Riverside Archives WRVR Digitization Project
Deadline is July 31 – Your Help Needed to Edit WRVR Transcripts!
You’re invited to help The Riverside Church Archives make its historic WRVR collection more accessible! In 2018, the Archives began preserving and digitizing thousands of culturally significant radio programs from between 1961 and 1971. Sermons, music, lectures, radio plays: Riverside’s former public radio station WRVR produced all kinds of programming. Many of the era’s notable civil rights activists, including Dr. Martin Luther King Jr. and Malcolm X, were recorded right here at Riverside and broadcast across the New York City area.
We need your help to correct computer-generated transcripts in order to make these important recordings available to the hard of hearing and easier for researchers and the public to find!
It’s a super simple process! The editing can be done by nearly anyone, and is perfect for older youth during summer break, young adults, retirees, and just about anyone interested in these fascinating recordings.
We need to edit as many transcripts as we can by July 31, 2021, so thank you in advance for your help!
Nervous about diving right in? The American Archive of Public Broadcasting has training resources with helpful tips and demonstrations.
WRVR Digital Collection
The WRVR-FM (Riverside Radio) Collection includes more than 3,500 digitized radio programs created by WRVR-FM, a public radio station owned and operated by The Riverside Church in the City of New York that began broadcasting on January 1, 1961, and continued as a commercial radio station from September 1971 until 1976.

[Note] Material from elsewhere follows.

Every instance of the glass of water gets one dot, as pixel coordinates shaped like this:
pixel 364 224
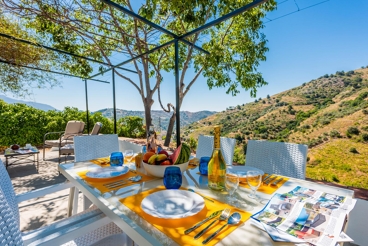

Thanks to grants from American Archive of Public Broadcasting (AAPB), a collaboration between the Library of Congress and WGBH, and the Council on Library and Information Resources (CLIR), we are pleased to make our digitized collection available to the public. You are invited to explore the WVRV Collection, which spans 1961-1973 and includes a wide variety of programming: progressive religious and philosophical discussions, sermons, speeches, and event coverage. Highlights include documentary coverage of the Civil Rights movement in Birmingham in 1963, Rev. Dr. Martin Luther King Jr.’s famous Beyond Vietnam speech, and over 1,000 episodes of Just Jazz with Ed Beach.